Dies alles kann man nicht von Wien aus steuern, wie das manchen Herrschaften vorschwebt" führt Oberösterreichs
Landtagspräsident Friedrich Bernhofer an. Wenn man den Bürgern ihre geschichtlich gewachsenen und vertrauten
Einheiten, in denen sie sich wohl und zu Hause fühlen, wegnimmt, werden sie umso mehr die großen und
anonymen, wie zum Beispiel die EU, ablehnen. Nur ein Europa der Regionen wird langfristig Zukunft haben. In diese
Kerbe schlägt auch der Tiroler Landtagspräsident Herwig van Staa. Van Staa, derzeit Vizepräsident
des Ausschusses der Regionen der EU, Präsidiumsmitglied des Kongresses der Gemeinden und Regionen im Europarat
und Vorsitzender des Rates der gesetzgebenden Regionalparlamente in Europa, will vor allem Burgstallers Argument
nicht gelten lassen, die EU habe Macht von den Mitgliedstaaten übernommen, deshalb könne man dort eine
Ebene einsparen. "Wer das glaubt, hat die EU nicht verstanden. Die wäre ja blöd, wenn sie dann die
Regionen - wie im Vertrag von Lissabon geschehen - stärken würde. Das tut die EU aber seit ihrer Gründung
laufend, denn in Brüssel weiß man, für das Projekt Europa braucht man starke Regionen", so
van Staa. Der Tiroler Landtagspräsident weißt darauf hin, dass die EU keine Gesetze mache. "Wer
macht denn die Gesetze der EU? Das ist niemand anders als die Staatschefs und Minister der einzelnen Mitgliedstaaten
und auch der Regionen. Dass ihnen dabei die Parlamente daheim nicht so auf die Finger schauen wie in der Innenpolitik,
kommt diesen Herrschaften ja sehr entgegen. 'Die in Brüssel haben beschlossen' hört man dann, dabei gewesen
will nachher keiner sein. Für mich heißt das: Mitsprache der nationalen und der regionalen Parlamente
in EUAngelegenheiten stärken, die Tätigkeit unserer eigenen Regierung in Brüssel besser kontrollieren,
statt Parlamente auflösen und schwächen", schlägt van Staa vor.

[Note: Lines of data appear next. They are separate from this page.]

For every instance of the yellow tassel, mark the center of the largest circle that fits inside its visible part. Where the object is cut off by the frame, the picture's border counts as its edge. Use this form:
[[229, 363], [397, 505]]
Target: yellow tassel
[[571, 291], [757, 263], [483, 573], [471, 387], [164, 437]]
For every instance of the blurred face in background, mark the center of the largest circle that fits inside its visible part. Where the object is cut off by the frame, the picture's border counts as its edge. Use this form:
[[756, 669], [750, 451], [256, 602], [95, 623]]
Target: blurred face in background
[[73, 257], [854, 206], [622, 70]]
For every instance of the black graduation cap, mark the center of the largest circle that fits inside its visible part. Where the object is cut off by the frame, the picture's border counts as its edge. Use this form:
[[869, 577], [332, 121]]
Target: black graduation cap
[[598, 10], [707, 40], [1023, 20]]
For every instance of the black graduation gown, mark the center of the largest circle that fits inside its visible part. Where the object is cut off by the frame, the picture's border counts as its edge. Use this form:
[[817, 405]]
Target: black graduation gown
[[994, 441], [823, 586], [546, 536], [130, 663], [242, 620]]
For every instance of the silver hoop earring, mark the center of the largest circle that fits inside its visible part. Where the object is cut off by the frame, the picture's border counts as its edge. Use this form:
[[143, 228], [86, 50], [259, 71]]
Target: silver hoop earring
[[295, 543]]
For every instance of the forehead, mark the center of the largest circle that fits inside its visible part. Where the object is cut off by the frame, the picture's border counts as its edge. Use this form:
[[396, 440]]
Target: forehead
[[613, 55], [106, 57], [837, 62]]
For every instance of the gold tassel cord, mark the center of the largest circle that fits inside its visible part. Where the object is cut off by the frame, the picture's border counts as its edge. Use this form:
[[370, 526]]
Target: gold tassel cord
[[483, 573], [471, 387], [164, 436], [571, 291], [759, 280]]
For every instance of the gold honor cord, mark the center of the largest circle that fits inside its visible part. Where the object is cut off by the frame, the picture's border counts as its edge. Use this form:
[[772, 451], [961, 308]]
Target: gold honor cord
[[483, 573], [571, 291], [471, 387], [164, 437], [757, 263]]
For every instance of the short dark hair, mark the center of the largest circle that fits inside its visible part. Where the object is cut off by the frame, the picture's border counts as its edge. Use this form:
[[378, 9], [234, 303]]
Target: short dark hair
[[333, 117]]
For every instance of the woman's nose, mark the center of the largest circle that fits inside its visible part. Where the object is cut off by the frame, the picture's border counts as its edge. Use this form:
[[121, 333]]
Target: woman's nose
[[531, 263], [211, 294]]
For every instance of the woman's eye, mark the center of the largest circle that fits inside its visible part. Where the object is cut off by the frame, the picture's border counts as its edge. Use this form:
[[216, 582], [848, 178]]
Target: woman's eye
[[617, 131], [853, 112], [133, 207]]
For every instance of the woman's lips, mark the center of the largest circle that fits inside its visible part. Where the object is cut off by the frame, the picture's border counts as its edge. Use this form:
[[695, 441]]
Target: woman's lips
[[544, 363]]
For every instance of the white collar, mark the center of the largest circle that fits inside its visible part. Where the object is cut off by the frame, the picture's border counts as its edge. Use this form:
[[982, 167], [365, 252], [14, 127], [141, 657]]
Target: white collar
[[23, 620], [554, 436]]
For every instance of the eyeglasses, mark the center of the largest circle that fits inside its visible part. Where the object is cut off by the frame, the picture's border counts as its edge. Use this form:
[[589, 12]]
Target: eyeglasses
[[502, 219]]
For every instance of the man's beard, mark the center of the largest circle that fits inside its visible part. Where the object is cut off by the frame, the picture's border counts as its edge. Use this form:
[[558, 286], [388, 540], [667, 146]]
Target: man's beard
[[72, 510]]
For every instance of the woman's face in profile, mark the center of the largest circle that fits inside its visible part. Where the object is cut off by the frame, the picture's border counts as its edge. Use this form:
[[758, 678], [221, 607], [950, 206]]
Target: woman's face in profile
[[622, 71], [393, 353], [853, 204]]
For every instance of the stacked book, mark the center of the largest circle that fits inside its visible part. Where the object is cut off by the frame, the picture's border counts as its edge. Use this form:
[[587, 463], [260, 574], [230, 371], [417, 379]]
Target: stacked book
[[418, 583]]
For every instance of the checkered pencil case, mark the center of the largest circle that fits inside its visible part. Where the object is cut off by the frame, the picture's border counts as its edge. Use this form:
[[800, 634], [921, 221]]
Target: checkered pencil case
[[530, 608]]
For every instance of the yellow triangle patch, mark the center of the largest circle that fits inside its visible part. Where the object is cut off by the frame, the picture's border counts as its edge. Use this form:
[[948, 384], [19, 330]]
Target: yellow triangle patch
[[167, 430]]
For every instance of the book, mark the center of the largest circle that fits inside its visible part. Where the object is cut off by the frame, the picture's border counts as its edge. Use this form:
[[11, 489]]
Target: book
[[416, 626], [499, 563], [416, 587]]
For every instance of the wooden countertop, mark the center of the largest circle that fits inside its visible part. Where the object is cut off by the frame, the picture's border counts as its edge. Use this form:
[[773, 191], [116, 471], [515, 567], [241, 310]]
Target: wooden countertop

Vor allem das belgische Beispiel aus der aktuellen Diskussion sei hier entlarvend, Belgien mag zwar weniger Abgeordnete
pro Einwohner haben als Österreich, dafür leiste sich Belgien sowohl für seine drei Regionen als
auch für jede Sprachgruppe jeweils ein eigenes Parlament. Dort sei die wahre Staatsmacht in den Regionalparlamenten,
stellt van Staa klar.
Dabei sind sich die Präsidenten einig, dass die Länder keine Reformverhinderer sind. "Wir stehen
sinnvollen Reformen immer offen gegenüber. Über konkrete Veränderungen in Vorarlberg entscheiden
wir aber autonom", bringt die Vorarlberger Landtagspräsidentin Bernadette Mennel die Sache auf den Punkt.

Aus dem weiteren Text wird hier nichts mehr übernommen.